The greatest, the best, the preeminent: Praise by competitive comparison seems deeply rooted in us. Instinctively we want to identify the painter, or poet or politician, who takes the palm. In fact, it is important to have standards of achievement and to learn to judge discriminatingly, in art as in politics. For some time during the last few decades, talk of excellence in art was considered elitist or beside the point. Sheer expression was thought enough, in whatever medium and with whatever excess. More recently, a broader sense that some work is inherently more successful, revealing, valuable, yes, even “truthful,” has been gaining ground.

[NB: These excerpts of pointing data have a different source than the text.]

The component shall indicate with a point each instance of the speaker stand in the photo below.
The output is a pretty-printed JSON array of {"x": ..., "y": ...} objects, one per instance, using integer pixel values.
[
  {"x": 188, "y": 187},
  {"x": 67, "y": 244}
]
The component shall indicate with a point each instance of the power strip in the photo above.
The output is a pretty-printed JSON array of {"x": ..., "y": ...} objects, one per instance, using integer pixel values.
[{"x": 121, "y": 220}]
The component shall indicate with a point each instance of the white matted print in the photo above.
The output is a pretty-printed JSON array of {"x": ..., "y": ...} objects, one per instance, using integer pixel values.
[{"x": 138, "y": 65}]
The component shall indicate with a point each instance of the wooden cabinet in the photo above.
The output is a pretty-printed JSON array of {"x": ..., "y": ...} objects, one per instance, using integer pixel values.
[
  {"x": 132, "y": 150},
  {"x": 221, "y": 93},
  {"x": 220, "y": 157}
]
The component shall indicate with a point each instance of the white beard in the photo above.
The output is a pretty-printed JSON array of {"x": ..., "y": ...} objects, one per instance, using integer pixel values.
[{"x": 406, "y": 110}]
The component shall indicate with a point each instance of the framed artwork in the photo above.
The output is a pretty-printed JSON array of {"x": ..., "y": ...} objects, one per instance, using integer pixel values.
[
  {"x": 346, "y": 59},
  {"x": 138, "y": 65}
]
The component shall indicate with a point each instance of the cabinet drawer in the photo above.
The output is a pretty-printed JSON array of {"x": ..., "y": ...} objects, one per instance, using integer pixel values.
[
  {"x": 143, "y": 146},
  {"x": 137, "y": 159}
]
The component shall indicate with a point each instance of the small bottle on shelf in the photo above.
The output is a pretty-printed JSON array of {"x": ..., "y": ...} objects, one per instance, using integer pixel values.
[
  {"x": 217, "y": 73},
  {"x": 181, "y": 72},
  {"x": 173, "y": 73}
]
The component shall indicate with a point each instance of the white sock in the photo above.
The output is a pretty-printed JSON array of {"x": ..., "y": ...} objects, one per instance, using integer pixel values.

But this does not mean that one artist can be singled out as supreme. Indeed, the vast world of human experience can only begin to be expressed by many imaginations, many forms, many schools. The truest praise arises from a twofold sense of gratitude and appreciation. It is a cooperation, not a competition, in grace. The great art of this past year in New York blessed our vision of the world in countless ways. Learning to appreciate grand diversity may be not the least of those ways.

Jesuit Fr. Leo J. O’Donovan is president emeritus of Georgetown University. A former president of the Catholic Theological Society of America, he has published frequently on art as well as theology.